Oct 28th, 2014 by Lucie Olejnikova
POST WRITTEN BY: Prof. Peter Widulski, Assistant Director of the First Year Legal Skills Program and the Coach of International Criminal Moot Court Team at Pace Law School.
New York State has codified several evidentiary presumptions authorizing courts to instruct a jury that it may infer a fact necessary for an element of a crime charged from supporting facts that the jury finds the prosecution has proved beyond a reasonable doubt. In conformance with federal due process requirements, the inferences to be drawn are not mandatory but permissive. This means that based on the evidence – including any facts adduced by the defense during cross-examination or rebuttal – the jury may, but is not required to, draw an inference that the element has been established.
Such presumptions are potentially decisive for a defendant’s fate and should be carefully considered by the courts. Prior to submitting a case to the jury, trial courts must decide whether the evidence presented was sufficient to instruct the jury on a statutory presumption. Subsequently, appellate courts often are tasked with reviewing whether such an instruction, if given and may have determined the jury’s guilty verdict on the related charge, was improper and constituted an error requiring reversal of the conviction on that charge.
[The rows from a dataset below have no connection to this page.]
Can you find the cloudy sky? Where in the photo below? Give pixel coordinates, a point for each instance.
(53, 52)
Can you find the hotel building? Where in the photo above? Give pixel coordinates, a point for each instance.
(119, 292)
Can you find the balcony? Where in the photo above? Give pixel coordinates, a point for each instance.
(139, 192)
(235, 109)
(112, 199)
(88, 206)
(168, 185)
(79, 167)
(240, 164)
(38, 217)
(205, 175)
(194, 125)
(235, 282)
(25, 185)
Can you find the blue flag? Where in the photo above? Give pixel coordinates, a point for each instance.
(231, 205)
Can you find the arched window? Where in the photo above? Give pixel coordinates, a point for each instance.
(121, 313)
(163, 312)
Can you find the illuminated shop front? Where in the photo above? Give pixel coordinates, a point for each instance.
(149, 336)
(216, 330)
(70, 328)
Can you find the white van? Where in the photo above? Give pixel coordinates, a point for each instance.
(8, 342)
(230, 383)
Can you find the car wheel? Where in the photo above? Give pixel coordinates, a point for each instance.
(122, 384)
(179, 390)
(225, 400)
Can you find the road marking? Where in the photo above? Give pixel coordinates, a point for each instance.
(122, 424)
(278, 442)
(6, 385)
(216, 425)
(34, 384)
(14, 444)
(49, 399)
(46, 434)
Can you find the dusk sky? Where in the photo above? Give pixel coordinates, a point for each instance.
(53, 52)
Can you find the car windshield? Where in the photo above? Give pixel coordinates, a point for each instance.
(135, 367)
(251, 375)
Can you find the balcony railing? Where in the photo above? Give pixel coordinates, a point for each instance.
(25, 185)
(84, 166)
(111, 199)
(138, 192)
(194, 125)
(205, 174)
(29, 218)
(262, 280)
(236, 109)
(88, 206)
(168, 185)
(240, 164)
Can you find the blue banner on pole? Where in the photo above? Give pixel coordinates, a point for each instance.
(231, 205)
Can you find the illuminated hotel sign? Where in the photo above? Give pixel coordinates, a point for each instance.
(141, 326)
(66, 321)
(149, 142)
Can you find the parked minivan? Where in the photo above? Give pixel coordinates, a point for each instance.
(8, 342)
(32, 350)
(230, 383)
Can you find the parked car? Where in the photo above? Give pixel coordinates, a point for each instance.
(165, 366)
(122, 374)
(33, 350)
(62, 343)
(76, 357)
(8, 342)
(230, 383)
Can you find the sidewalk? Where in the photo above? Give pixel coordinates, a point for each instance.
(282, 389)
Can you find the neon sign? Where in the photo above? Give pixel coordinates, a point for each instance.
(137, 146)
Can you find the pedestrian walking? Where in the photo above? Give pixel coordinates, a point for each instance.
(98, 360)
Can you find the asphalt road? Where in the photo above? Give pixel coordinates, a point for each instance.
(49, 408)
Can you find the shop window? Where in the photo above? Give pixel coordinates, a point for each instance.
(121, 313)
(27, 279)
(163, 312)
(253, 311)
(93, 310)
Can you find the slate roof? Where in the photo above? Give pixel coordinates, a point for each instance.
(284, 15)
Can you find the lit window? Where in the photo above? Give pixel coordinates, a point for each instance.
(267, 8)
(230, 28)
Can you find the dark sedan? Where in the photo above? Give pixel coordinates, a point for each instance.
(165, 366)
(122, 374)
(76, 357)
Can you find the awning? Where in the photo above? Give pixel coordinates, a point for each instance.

As discussed earlier, in June of this year the NY Court of Appeals, in a 5-2 decision, upheld a conviction pursuant to Penal Law § 265.03(1)(b) for possession of a loaded firearm with the intent to use it unlawfully against another person, where the conviction on this charge was based on an evidentiary presumption under Penal Law § 265.15(4) stating that “[t]he possession by any person of any … weapon … is presumptive evidence of intent to use the same unlawfully against another.” As noted previously, the Court did not fully address a possible constitutional issue regarding the application of the presumption in that case because the issue was not raised on appeal.
Recently the Court of Appeals heard People v. Kims, Slip. Op. 07196 (N.Y. Oct. 23, 2014) that, among other issues, involved the applicability of another statutory presumption. Penal Law § 220.25(2) provides, in summary, that the presence of certain controlled substances in open view in a non-public room under circumstances evincing an intent to prepare such substances for sale is “presumptive evidence of knowing possession thereof by each and every person in close proximity to such controlled substance ….”
The permissive inference allowed by section 220.25(2) has come to be termed the “drug factory” presumption. The New York State Legislature enacted this presumption in 1971 to aid prosecutors in proving a possession charge in circumstances where police did not find a controlled substance on the person of a defendant at the time the defendant was arrested. The presumption nevertheless permits a jury to find “constructive possession” in circumstances where the defendant is in “close proximity” to other facts regarding controlled substances mentioned in the statute.
Presumption in section 220.25(2) applies to any person in close proximity to a controlled substance in the circumstances set forth and is similar to presumption in section 265.15(4) that assigns criminal responsibility for any person in a vehicle in which a firearm is found. The presumptive criminal responsibility extended in these sections to a broad scope of persons provides prosecutors with plea-bargaining opportunities to turn associated persons against one another.
In People v. Kims, the Court of Appeals focused on the fact that the defendant was apprehended by police after exiting his apartment, in which police subsequently found controlled substances and was not trying to avoid arrest by fleeing the location. Under these circumstances, the Court agreed with the Fourth Department’s decision that the defendant, when apprehended, was not in “close proximity” to the controlled substances.
Accordingly, the Court unanimously affirmed the Appellate Division Fourth Department’s decision holding that the trial court erred when instructing the jury on Penal Law § 220.25(2)’s presumption. Relying on its previous decision in People v. Martinez, 628 N.E.2d 1320 (N.Y. 1993), the Court reasoned that in this case the trial court’s error in instructing the jury was not harmless because the jury’s verdict was based on the constructive possession inference. The Court affirmed the Fourth Department’s reversal of the convictions based on the presumption and ordered retrial on these charges, while affirming the defendant’s conviction on other charges.